Arya lembrava-se do Septão Utt dos tempos passados em Harrenhal. Shagwell, o Bobo, dizia que ele chorava e rezava sempre por perdão depois de matar o seu garoto mais recente. Às vezes até obrigava os outros Saltimbancos a flagelá-lo. Todos achavam aquilo muito divertido.

Lorde Beric enfiou a espada na bainha, abafando as chamas.

– Deem aos moribundos a dádiva da misericórdia e amarrem os pés e as mãos dos demais, para o julgamento – ordenou, e a ordem foi cumprida.

Os julgamentos foram rápidos. Vários dos fora da lei avançaram para contar coisas que os Bravos Companheiros tinham feito; vilas e aldeias saqueadas, colheitas incendiadas, mulheres violadas e assassinadas, homens mutilados e torturados. Alguns falaram dos rapazes que o Septão Utt tinha dado cabo.

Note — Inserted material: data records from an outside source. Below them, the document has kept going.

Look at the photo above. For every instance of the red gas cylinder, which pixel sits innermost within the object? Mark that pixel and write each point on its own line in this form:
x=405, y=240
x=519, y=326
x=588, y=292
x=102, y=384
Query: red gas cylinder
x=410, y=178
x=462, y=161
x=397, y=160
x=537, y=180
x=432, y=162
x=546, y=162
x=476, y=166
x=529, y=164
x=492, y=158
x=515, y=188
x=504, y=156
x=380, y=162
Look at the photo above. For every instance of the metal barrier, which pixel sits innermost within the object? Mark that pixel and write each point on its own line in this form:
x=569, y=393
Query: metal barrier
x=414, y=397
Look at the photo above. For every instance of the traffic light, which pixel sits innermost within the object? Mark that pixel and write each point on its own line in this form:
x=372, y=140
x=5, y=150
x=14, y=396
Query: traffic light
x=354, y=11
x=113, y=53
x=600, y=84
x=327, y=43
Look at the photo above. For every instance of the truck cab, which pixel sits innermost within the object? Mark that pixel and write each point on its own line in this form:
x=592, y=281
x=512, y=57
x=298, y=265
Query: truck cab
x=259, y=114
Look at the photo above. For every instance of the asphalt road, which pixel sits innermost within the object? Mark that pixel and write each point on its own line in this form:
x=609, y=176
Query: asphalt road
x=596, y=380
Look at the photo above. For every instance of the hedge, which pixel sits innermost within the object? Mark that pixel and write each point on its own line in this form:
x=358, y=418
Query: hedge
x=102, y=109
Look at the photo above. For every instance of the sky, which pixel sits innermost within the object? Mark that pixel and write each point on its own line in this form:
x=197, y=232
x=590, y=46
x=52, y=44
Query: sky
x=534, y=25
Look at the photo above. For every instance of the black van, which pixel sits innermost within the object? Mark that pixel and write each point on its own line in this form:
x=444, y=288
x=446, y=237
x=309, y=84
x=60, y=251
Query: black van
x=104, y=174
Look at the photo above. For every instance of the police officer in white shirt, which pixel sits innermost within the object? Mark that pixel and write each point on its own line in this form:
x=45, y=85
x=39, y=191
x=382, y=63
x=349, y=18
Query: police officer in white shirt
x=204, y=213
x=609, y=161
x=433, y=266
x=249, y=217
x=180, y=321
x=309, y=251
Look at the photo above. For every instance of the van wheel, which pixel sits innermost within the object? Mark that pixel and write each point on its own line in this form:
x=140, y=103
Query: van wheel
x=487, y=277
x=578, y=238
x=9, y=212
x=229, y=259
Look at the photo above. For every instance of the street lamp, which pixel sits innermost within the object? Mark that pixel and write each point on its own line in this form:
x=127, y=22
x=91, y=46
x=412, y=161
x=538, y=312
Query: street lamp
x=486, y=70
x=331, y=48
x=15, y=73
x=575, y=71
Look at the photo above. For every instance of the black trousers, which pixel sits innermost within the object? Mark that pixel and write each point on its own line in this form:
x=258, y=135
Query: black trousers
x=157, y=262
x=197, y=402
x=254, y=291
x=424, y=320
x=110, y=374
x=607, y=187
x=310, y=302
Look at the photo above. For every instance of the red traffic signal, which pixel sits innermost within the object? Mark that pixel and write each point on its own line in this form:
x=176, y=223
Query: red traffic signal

O septão chorou e rezou durante todo o julgamento.

– Sou um fraco caniço – disse ao Lorde Beric. – Rezo ao Guerreiro por força, mas os deuses fizeram-me fraco. Tenha misericórdia de minha fraqueza. Os rapazes, os doces rapazes... nunca pretendi lhes fazer mal...

O Septão Utt logo acabou pendurado pelo pescoço, sob um grande olmo, balançando lentamente, nu como no dia de seu nascimento. Os outros Bravos Companheiros seguiram-no, um por um. Alguns lutaram, esperneando e se contorcendo enquanto o laço era apertado em volta de sua garganta. Um dos besteiros não parava de gritar “Eu soldado, eu soldado”, com um denso sotaque de Myr. Outro ofereceu-se para levar seus captores a um local onde havia ouro; um terceiro explicou-lhes como daria um bom fora da lei. Todos foram despidos, atados e enforcados. Tom Sete-Cordas tocou uma canção fúnebre para eles em sua harpa, e Thoros implorou ao Senhor da Luz para assar suas almas até o fim dos tempos.

Uma árvore de saltimbancos, pensou Arya ao vê-los pendurados, com a pele branca pintada de um vermelho lúgubre pelas chamas da septeria incendiada. Os corvos já se aproximavam, vindos de lugar nenhum. Ouviu-os crocitando e cacarejando uns para os outros, e sentiu curiosidade em saber o que estariam dizendo. Arya não temera tanto o Septão Utt como Rorge, Dentadas e alguns outros em Harrenhal, mesmo assim estava satisfeita por ele estar morto. Também deviam ter enforcado ou cortado a cabeça do Cão de Caça. Em vez disso, para seu grande descontentamento, os fora da lei trataram o braço queimado de Sandor Clegane, devolveram-lhe a espada, o cavalo e a armadura, e libertaram-no a alguns quilômetros de distância do monte oco. Tudo que tiraram dele foi o ouro.

Em pouco tempo, a septeria ruiu, num estrondo de fumaça e chamas, quando as paredes deixaram de sustentar seu pesado telhado de ardósia. Os oito irmãos pardos observavam com resignação. Eram os que restavam, explicou o mais velho, que usava um pequeno martelo de ferro pendurado em uma correia em volta do pescoço, para simbolizar sua devoção ao Ferreiro.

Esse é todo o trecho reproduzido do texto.